2024 ship sinking in the Democratic Republic of the Congo

On 10 June 2024, the ship HB la Saintet sank in the Kwa River, a tributary of the Congo River in the Democratic Republic of the Congo, killing at least 86 people including 21 children.

==Background==
Due to the fact that there are few paved roads in the Congo, rivers and lakes are often used to transport goods and people. Boat overcrowding and poor safety measures on ships have long been significant problems in the Democratic Republic of the Congo. Not all passengers are able to swim and they are rarely provided with lifevests.

A ferry capsized on the Kasai River in 2010, killing between 80 and 140 people. Another overcrowded ship was overturned in Mbandaka and killed at least 52 in October 2023. More recently, a boat capsized on Lake Kivu in the eastern part of the country in January 2024, killing most of its 50 passengers.

==Events==
On 10 June 2024 at around 23:00 CAT (UTC +2:00), an overloaded ship heading from Mushie to the town of Lebida experienced engine failure, and crashed either into the shore or into a second boat and sank in the Kasai River.

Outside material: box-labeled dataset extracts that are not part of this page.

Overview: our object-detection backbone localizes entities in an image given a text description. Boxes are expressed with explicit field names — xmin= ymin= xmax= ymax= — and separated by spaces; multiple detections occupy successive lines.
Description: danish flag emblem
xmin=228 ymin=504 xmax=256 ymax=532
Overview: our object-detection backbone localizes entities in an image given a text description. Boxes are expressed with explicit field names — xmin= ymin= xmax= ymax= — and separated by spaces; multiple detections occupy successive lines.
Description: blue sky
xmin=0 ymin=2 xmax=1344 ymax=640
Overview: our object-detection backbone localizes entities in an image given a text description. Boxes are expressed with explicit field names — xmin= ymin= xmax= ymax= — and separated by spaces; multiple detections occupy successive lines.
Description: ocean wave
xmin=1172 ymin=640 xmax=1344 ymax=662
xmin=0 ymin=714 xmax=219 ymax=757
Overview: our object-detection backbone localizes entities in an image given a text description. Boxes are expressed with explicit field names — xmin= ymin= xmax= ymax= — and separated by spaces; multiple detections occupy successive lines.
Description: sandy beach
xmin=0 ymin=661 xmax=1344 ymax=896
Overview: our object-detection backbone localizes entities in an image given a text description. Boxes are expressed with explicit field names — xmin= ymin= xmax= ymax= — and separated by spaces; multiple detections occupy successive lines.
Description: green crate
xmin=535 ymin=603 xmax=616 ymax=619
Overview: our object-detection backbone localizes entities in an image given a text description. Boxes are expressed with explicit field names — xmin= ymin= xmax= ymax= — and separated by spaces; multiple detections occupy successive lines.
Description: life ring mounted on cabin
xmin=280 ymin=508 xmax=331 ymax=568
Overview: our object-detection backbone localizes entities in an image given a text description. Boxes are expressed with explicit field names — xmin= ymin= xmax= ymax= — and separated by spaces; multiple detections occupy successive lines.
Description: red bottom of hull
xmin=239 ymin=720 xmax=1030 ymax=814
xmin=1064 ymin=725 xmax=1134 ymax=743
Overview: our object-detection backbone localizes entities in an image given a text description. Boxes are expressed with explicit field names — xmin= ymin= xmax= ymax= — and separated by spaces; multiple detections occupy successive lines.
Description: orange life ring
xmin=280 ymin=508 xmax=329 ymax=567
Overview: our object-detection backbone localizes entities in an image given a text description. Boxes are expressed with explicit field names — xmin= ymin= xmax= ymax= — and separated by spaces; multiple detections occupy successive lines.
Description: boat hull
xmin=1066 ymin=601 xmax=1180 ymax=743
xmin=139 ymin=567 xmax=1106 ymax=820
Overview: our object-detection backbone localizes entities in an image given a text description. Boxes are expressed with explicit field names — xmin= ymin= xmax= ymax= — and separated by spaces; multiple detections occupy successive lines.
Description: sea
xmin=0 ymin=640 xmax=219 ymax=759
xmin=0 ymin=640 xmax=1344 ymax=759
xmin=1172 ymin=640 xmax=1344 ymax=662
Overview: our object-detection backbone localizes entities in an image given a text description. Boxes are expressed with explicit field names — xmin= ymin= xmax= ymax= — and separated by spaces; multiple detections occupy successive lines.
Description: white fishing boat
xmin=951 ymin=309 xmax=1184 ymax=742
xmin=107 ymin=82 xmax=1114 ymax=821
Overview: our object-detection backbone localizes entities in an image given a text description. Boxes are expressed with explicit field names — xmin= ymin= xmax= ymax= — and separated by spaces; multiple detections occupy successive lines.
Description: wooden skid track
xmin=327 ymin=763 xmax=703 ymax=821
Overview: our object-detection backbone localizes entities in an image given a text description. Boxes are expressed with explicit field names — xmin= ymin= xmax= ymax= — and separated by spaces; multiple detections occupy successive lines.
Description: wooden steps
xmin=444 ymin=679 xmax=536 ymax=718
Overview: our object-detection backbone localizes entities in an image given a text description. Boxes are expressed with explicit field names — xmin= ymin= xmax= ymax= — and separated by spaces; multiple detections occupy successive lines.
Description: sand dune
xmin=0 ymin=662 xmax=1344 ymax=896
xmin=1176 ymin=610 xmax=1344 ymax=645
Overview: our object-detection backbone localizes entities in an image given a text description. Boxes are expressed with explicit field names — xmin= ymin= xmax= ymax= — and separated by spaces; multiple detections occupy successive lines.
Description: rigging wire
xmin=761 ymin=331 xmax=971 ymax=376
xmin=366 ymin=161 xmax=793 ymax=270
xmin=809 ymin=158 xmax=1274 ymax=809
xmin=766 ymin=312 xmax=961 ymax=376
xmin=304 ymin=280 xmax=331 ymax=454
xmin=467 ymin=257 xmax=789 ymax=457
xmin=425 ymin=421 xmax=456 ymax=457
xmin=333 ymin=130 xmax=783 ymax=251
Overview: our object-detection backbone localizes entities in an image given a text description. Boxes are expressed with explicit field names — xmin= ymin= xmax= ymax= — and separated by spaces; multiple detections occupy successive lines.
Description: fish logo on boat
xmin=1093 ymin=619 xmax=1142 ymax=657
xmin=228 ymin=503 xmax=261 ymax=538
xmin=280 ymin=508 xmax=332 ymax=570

The incident occurred in Mai-Ndombe Province, about 70 km from Mushie. Out of 271 people on the ship, 86 died, including 21 children. Over 100 people were rescued, and according to a Mushi District commissioner, as many as 185 were able to swim to the shore.

According to one official, the boat was carrying bags of cement in addition to the passengers, and was overloaded.

President Félix Tshisekedi said that victims will receive assistance and an investigation would be conducted into the cause of the disaster.